More:
You can see that I simply added "-keyalg rsa". Most of these tests are
not designed to test on any algorithm, instead, they test various
functions/commands of the tool. Maybe this change will reveal some RSA
problems. Who knows? :)
(I admit if it really finds out any, I don't know what my next change
should be)
For a few tests that do test key algorithms, I have not changed them.
For example, in KeyToolTest.java, some lines check the matching of
-keyalg and -sigalg. Those still have a chance to fail on Solaris but I
haven't removed them.
Thanks
Max
On 08/31/2011 04:23 PM, Weijun Wang wrote:
My personal view was not faraway from yours -- I am not so frightened by
test failures.
However, zero tolerance of any test failure is becoming a common sense
of the team and the whole JPG [1]. Evaluating test failures is consuming
too much time for both release engineers, SQE and us. Especially in this
case, other people might not easily find out it's the Solaris DSA bug
that causes the failure.
Therefore, my current opinion is that once the reason of a test failure
is known, we should take actions immediately. Either fix it if we can,
or fix the test (or problem list it) if we cannot fix the bug. There is
no benefit in leaving them there making noises from time to time.

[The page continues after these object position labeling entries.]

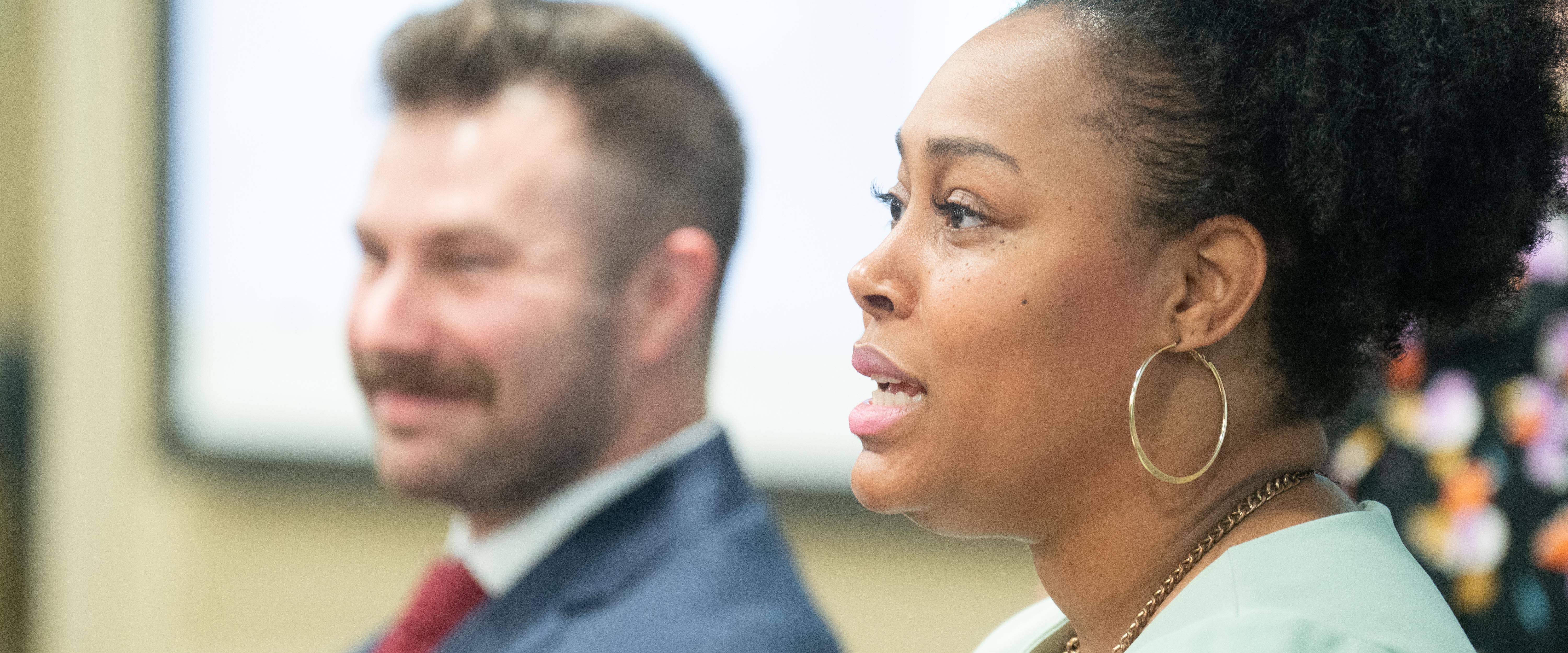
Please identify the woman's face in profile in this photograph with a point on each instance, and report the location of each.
(1011, 298)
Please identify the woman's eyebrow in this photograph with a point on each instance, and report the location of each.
(968, 146)
(960, 146)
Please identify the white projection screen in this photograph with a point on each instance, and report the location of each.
(275, 115)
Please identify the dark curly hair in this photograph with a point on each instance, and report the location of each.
(1399, 157)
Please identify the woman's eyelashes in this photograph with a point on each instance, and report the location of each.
(895, 204)
(959, 215)
(956, 214)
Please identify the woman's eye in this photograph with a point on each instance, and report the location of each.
(960, 217)
(895, 204)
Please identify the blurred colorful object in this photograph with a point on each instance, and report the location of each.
(1467, 442)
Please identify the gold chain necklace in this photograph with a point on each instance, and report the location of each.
(1246, 508)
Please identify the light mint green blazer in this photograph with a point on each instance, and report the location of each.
(1337, 585)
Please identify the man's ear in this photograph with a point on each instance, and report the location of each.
(1225, 262)
(670, 292)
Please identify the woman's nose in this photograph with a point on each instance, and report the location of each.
(879, 287)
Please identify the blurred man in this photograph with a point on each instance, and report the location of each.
(545, 237)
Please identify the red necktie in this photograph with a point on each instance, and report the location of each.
(446, 597)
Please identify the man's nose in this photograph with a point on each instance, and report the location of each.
(391, 314)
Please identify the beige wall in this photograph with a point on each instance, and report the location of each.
(15, 184)
(140, 550)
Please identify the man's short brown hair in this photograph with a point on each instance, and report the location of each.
(655, 116)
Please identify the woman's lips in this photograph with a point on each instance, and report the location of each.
(896, 395)
(871, 420)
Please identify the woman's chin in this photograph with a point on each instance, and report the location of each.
(877, 486)
(890, 489)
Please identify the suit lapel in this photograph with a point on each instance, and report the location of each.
(608, 553)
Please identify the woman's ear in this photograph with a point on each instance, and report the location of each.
(1225, 264)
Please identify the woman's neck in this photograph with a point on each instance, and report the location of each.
(1105, 568)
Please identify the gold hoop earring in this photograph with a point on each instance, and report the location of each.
(1133, 417)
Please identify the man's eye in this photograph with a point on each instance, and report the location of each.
(960, 217)
(895, 204)
(471, 264)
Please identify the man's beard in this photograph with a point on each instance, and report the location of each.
(514, 466)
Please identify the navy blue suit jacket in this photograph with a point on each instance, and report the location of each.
(689, 563)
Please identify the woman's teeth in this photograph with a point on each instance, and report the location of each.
(893, 392)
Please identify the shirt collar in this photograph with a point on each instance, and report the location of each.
(503, 558)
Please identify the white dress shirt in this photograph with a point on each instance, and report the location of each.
(501, 560)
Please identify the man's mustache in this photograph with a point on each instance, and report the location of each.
(419, 375)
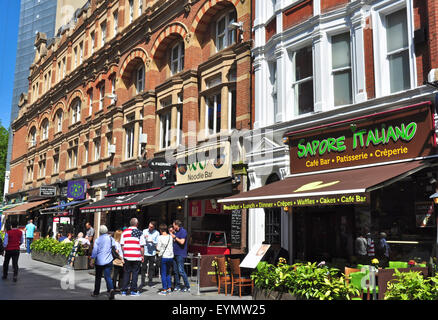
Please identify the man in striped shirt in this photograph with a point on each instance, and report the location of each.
(132, 242)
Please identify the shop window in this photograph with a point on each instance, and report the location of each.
(177, 58)
(398, 50)
(302, 84)
(225, 36)
(341, 69)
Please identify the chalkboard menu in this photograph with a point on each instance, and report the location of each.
(236, 225)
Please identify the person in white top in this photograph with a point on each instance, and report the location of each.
(165, 251)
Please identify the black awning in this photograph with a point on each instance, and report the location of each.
(122, 201)
(211, 188)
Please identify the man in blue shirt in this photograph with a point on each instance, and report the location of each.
(151, 238)
(180, 253)
(30, 229)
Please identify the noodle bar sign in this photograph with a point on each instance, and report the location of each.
(403, 133)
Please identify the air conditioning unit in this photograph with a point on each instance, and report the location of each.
(144, 138)
(112, 148)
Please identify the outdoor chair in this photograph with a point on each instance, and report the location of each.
(223, 276)
(237, 279)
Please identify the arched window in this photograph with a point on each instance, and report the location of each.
(32, 137)
(45, 129)
(76, 111)
(139, 78)
(58, 119)
(177, 58)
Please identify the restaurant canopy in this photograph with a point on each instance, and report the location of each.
(348, 186)
(210, 188)
(24, 207)
(122, 201)
(64, 206)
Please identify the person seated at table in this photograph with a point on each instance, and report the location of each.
(82, 240)
(68, 238)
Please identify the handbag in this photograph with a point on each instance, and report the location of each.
(160, 253)
(114, 252)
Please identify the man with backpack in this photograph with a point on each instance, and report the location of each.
(13, 240)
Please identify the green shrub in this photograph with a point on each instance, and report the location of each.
(55, 247)
(304, 280)
(411, 286)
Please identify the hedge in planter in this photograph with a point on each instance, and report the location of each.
(55, 247)
(304, 280)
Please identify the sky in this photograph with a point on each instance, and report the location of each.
(9, 19)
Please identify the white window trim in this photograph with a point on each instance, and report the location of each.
(207, 129)
(179, 58)
(226, 43)
(381, 65)
(129, 147)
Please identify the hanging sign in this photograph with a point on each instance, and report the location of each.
(405, 133)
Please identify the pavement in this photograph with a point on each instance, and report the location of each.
(41, 281)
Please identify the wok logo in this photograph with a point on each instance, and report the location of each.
(315, 186)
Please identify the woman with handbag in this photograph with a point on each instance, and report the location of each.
(118, 263)
(165, 252)
(102, 256)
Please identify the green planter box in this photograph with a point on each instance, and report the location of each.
(81, 262)
(263, 294)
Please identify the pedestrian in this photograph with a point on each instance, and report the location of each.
(132, 243)
(165, 252)
(180, 253)
(103, 261)
(150, 253)
(383, 251)
(90, 232)
(12, 241)
(118, 263)
(30, 229)
(361, 249)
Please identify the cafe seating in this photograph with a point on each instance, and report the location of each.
(224, 278)
(237, 279)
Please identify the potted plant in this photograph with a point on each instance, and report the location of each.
(301, 281)
(411, 286)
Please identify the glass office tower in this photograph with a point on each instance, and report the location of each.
(35, 16)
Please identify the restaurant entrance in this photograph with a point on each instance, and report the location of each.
(324, 234)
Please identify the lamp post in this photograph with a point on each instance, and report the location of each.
(435, 203)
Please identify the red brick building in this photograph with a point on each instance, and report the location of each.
(127, 81)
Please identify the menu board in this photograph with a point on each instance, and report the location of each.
(236, 226)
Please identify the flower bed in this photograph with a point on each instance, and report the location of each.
(51, 251)
(301, 281)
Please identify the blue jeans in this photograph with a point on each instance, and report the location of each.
(106, 271)
(178, 266)
(166, 265)
(28, 243)
(131, 267)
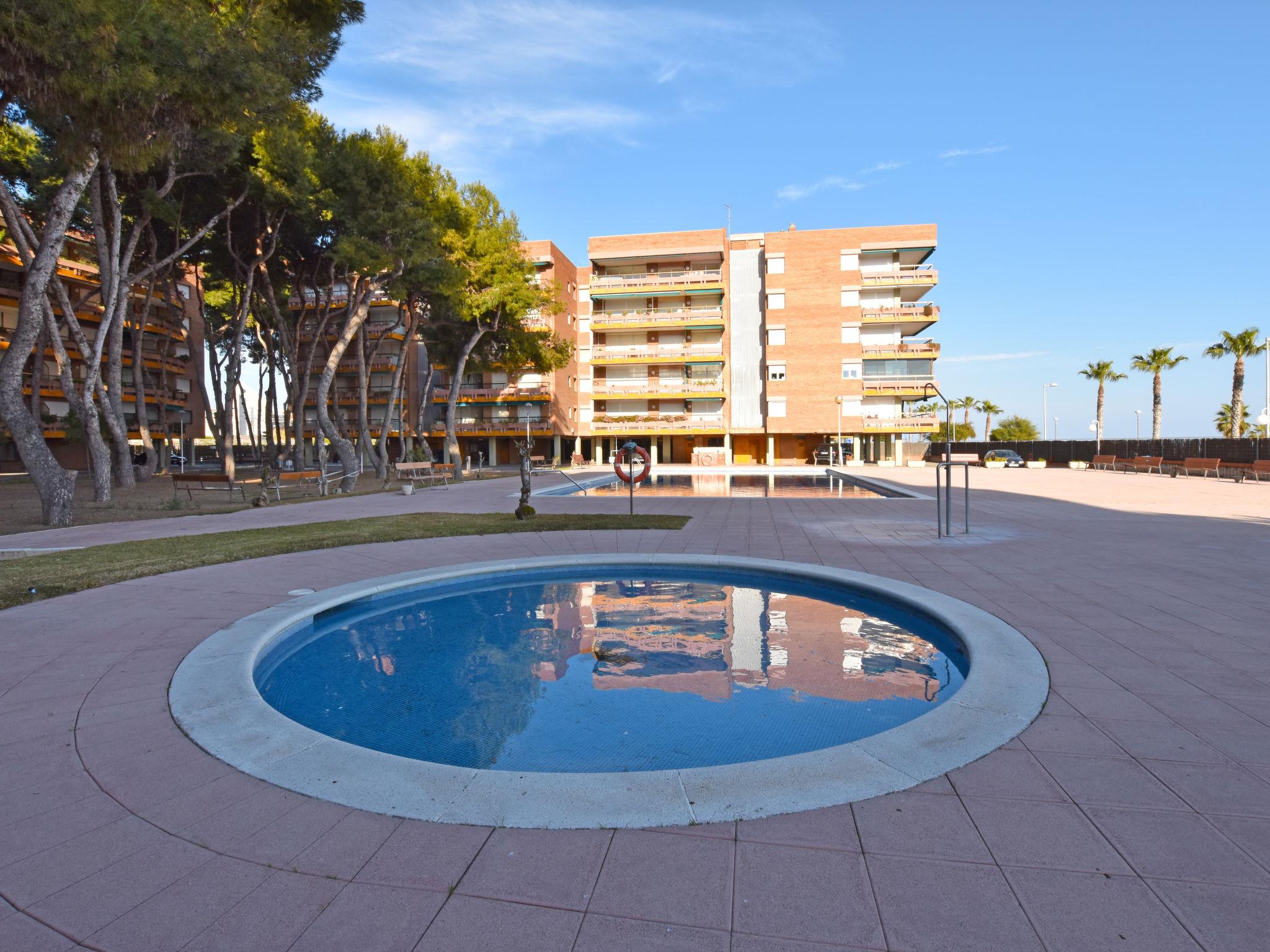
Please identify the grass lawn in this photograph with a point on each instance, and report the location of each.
(61, 573)
(154, 499)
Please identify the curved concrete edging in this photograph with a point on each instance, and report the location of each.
(215, 701)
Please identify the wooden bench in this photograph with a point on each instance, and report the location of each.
(1256, 470)
(426, 474)
(1196, 464)
(208, 482)
(1143, 464)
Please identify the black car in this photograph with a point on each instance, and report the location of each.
(1009, 456)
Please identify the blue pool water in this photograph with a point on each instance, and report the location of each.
(585, 672)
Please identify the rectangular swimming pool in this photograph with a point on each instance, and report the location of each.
(733, 484)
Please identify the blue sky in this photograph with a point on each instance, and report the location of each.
(1098, 170)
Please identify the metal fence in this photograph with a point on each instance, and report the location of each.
(1065, 451)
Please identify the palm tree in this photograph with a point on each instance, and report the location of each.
(967, 404)
(1237, 346)
(1103, 374)
(1225, 419)
(1156, 362)
(988, 409)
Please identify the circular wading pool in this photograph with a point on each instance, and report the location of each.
(609, 691)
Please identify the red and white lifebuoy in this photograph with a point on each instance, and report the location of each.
(620, 457)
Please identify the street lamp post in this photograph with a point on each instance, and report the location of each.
(1044, 408)
(838, 444)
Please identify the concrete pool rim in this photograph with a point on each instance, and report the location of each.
(215, 702)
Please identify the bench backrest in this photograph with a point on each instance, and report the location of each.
(200, 478)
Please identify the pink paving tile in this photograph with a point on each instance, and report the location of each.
(804, 894)
(469, 924)
(1163, 844)
(1162, 742)
(1068, 735)
(271, 918)
(921, 826)
(1036, 833)
(93, 903)
(1006, 774)
(936, 907)
(173, 917)
(1222, 918)
(24, 935)
(544, 867)
(430, 856)
(347, 847)
(658, 876)
(605, 933)
(371, 919)
(1215, 788)
(832, 828)
(1076, 912)
(1114, 781)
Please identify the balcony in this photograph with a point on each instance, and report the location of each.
(654, 387)
(655, 353)
(902, 276)
(658, 423)
(908, 348)
(658, 318)
(916, 423)
(907, 385)
(495, 395)
(913, 318)
(655, 283)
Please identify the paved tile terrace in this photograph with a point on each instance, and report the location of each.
(1133, 814)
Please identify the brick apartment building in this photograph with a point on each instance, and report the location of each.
(694, 339)
(172, 357)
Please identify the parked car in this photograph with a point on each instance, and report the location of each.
(1008, 456)
(827, 455)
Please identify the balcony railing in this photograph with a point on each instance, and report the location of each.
(709, 276)
(655, 352)
(541, 390)
(901, 312)
(908, 348)
(907, 421)
(906, 275)
(667, 316)
(653, 386)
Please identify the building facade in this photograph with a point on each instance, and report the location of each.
(758, 345)
(171, 358)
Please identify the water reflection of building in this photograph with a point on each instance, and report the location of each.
(709, 640)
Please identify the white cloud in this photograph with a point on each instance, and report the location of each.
(793, 193)
(882, 167)
(977, 358)
(961, 152)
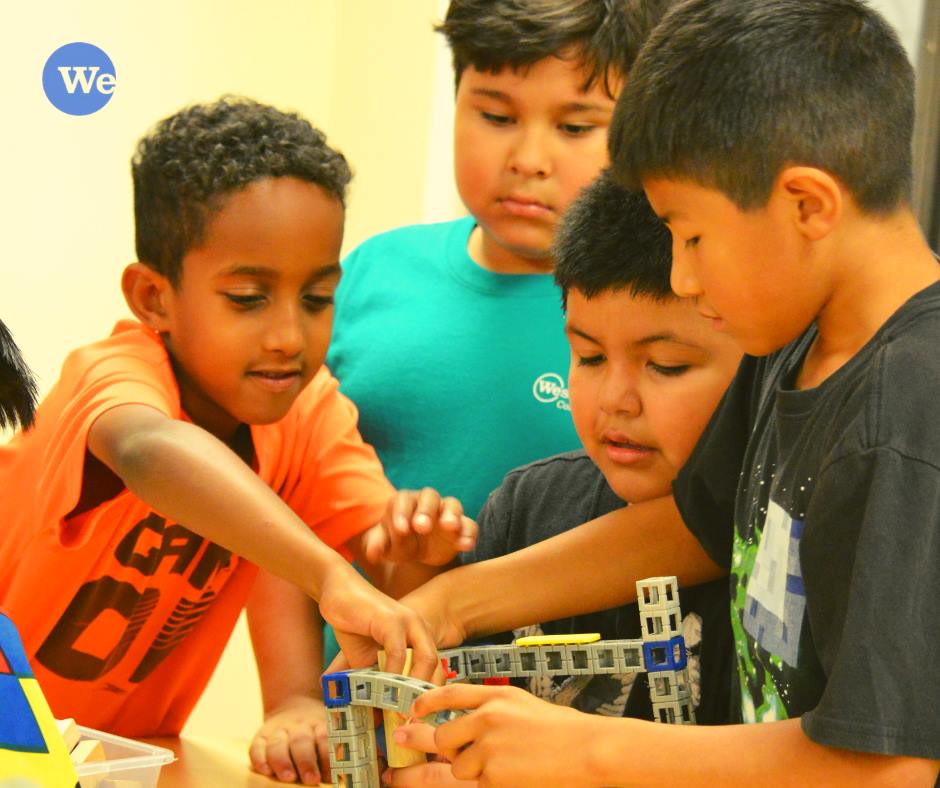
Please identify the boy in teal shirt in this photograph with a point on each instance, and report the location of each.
(448, 337)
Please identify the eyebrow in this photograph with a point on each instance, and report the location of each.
(650, 339)
(265, 272)
(571, 106)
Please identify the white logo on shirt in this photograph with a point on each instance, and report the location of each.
(549, 387)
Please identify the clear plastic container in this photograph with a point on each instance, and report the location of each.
(125, 759)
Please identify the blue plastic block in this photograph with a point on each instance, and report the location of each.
(336, 691)
(19, 729)
(668, 659)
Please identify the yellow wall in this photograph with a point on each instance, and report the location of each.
(365, 71)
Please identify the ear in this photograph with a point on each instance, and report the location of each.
(147, 294)
(815, 199)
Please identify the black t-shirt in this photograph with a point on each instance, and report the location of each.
(835, 546)
(551, 496)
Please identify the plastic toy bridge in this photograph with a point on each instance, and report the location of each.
(351, 695)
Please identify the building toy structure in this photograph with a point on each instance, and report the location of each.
(351, 695)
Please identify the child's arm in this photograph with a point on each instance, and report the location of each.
(287, 638)
(187, 474)
(602, 559)
(514, 739)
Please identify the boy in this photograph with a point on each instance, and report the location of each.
(448, 336)
(162, 451)
(646, 373)
(17, 386)
(774, 137)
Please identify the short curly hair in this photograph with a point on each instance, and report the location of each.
(191, 161)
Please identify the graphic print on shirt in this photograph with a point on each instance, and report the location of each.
(769, 601)
(550, 388)
(119, 624)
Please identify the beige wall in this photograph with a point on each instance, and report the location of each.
(365, 71)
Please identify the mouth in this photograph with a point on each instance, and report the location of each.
(621, 449)
(276, 380)
(521, 205)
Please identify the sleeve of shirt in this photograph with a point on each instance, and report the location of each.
(333, 479)
(93, 381)
(871, 564)
(494, 525)
(706, 486)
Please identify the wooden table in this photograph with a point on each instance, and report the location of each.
(210, 762)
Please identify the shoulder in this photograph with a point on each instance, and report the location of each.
(902, 381)
(567, 477)
(131, 353)
(408, 240)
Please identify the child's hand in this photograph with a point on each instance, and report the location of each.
(422, 527)
(511, 738)
(364, 618)
(436, 772)
(292, 743)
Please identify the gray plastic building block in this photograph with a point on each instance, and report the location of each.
(555, 661)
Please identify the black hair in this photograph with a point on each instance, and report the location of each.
(611, 239)
(726, 93)
(185, 168)
(605, 35)
(17, 385)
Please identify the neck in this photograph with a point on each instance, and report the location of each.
(492, 256)
(886, 262)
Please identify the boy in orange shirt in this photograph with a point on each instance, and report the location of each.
(205, 433)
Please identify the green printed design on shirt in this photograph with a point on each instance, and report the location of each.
(760, 697)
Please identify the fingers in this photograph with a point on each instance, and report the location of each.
(454, 696)
(425, 775)
(284, 754)
(416, 736)
(467, 537)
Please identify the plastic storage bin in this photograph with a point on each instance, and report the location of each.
(125, 759)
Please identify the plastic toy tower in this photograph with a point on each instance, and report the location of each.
(351, 695)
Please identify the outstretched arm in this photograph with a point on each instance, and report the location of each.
(511, 738)
(190, 476)
(600, 560)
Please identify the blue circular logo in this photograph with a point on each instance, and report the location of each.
(79, 78)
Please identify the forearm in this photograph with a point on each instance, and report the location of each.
(191, 477)
(287, 638)
(635, 753)
(592, 567)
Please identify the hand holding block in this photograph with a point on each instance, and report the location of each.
(398, 756)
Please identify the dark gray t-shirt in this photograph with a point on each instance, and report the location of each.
(551, 496)
(835, 548)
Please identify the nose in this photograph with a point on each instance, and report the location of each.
(284, 333)
(530, 155)
(618, 393)
(682, 278)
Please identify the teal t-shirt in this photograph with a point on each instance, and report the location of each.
(460, 374)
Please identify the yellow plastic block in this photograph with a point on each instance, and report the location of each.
(398, 756)
(47, 768)
(558, 640)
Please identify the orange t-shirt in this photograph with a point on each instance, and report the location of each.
(123, 614)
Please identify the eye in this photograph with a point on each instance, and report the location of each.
(669, 371)
(245, 301)
(576, 129)
(317, 303)
(495, 119)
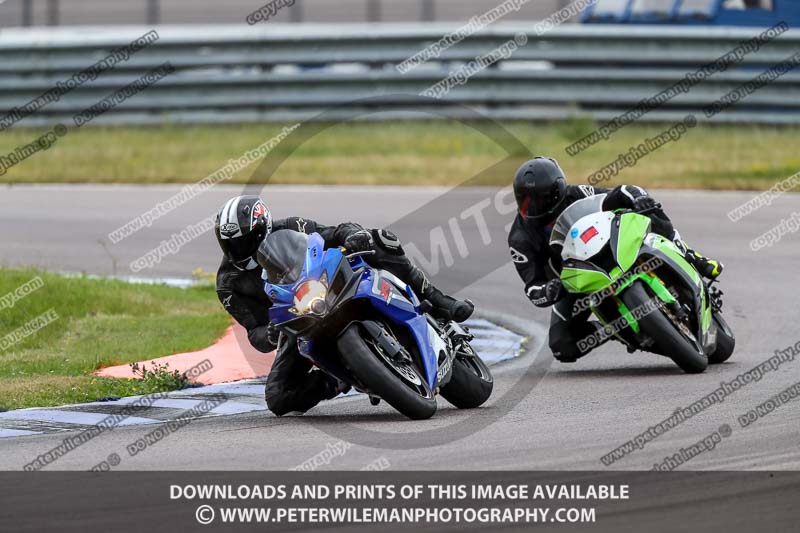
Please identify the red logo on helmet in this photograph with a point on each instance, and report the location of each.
(587, 235)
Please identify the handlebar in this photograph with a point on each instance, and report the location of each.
(358, 254)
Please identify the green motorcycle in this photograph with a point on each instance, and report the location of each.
(640, 286)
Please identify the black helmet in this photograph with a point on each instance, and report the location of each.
(240, 226)
(540, 188)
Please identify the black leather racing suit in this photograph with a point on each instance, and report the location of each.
(537, 263)
(291, 386)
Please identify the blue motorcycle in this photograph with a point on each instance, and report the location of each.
(367, 328)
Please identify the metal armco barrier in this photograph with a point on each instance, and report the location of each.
(227, 73)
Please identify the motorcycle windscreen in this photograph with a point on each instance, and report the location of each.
(572, 214)
(285, 254)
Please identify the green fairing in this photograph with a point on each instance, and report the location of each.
(668, 247)
(633, 229)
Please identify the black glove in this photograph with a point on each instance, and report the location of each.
(548, 294)
(643, 203)
(273, 334)
(360, 241)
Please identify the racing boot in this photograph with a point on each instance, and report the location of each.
(448, 308)
(444, 307)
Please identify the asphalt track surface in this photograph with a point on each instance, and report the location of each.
(542, 415)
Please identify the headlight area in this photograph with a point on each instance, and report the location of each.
(309, 297)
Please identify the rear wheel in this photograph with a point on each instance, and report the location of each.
(673, 340)
(725, 341)
(471, 383)
(400, 383)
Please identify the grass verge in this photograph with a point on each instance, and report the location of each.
(406, 153)
(99, 323)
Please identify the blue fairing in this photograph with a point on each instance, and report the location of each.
(401, 309)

In this case, I certainly do not want to add all of them to problems
list. Also, since the changeset is there, we always have a chance to
backout the changes when we want to bring the old tests back.
In fact, if you are worried that changing the tests might hide the bug,
I can add a new test that detects this bug. I'll make sure the test
always fails on Solaris.
Thanks
Max
[1] http://wiki.se.oracle.com/display/JPG/Home
On 08/30/2011 10:36 PM, Xuelei Fan wrote:
The update, in both open and closed repositories, looks fine to me.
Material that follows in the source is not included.